CHAPTER XXII
THE RING-TAILED CAT
THE children missed Fuzzy-Wuzz these days, the more so as Dapple, the fawn, had to spend the winter in the barn with the cows. They could not have her indoors, of course.
The Ranger found a litter of ring-tailed kittens. The kits are generally born in June, and this was October, so that they were half grown. Their mother and the two larger kittens ran away as the Ranger reached into their den in the hollow tree, but the littlest one was not quick enough.
Now the Ranger remembered his grandfather telling of the days of Forty-nine, when he joined the gold rush to California. He had had a ring-tailed cat for a pet.
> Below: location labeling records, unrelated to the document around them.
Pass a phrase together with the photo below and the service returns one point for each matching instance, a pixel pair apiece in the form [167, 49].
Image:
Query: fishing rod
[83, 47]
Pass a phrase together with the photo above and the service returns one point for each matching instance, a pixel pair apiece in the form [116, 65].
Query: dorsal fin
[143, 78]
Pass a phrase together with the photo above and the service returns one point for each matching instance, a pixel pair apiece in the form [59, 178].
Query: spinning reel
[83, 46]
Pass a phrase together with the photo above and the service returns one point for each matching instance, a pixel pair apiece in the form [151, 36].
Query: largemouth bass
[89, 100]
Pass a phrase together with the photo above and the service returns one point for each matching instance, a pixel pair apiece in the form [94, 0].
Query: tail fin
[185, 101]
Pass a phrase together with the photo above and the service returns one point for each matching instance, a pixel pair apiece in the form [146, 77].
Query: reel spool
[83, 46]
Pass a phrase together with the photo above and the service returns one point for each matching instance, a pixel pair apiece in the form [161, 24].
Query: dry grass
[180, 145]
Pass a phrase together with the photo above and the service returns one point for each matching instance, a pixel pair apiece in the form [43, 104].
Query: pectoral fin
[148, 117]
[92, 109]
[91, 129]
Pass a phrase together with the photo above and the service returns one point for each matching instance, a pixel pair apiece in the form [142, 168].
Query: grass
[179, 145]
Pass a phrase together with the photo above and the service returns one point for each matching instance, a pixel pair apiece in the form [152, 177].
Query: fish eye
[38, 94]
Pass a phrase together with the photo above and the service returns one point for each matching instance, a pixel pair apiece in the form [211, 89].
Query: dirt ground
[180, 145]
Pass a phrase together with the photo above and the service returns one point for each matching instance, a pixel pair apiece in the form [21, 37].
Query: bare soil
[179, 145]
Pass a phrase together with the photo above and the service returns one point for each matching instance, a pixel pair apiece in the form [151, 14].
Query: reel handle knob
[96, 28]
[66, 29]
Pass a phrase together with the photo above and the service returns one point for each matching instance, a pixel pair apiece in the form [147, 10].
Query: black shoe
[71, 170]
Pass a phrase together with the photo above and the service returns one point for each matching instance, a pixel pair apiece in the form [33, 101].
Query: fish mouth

Building his rude log cabin somewhere about these very mountains while he washed the precious metal out of the gravel of the creek beds, he noticed that his supplies were being pilfered, and thinking it must be a fox, he set a trap.
He was awakened in the middle of the night by the most curious sound,—half the bark a small dog makes, and half yowl. Looking to see what he had in his trap, that he could put it out of its misery, he found an animal that he at first took to be a house cat. Then he noticed that it was longer, and had a much longer tail, and shorter legs. The most curious part of it was that the tail was striped black and white, like a ’coon’s. Its face, too, was pointed like that of a raccoon. Instead of the mischievous eyes peering from a black mask that a ’coon seems to have, this animal had large, gentle looking eyes and looked scared to death.
He learned later that it was a ’coon cat, or civet, more commonly called the ring-tail cat.
“There, there, pussy,” he soothed her, as he released her from the trap and carried her into his cabin. “You just come on in here and have some fish, and we’ll bury the hatchet. I need a cat to keep the field mice out of my grub,” and he straightway adopted her.
She was easy to tame. She generally slept all day and chased mice all night,—of which an abundance were attracted by his pantry shelf. She also showed her likeness to the raccoon by her fondness for fruit and sugar.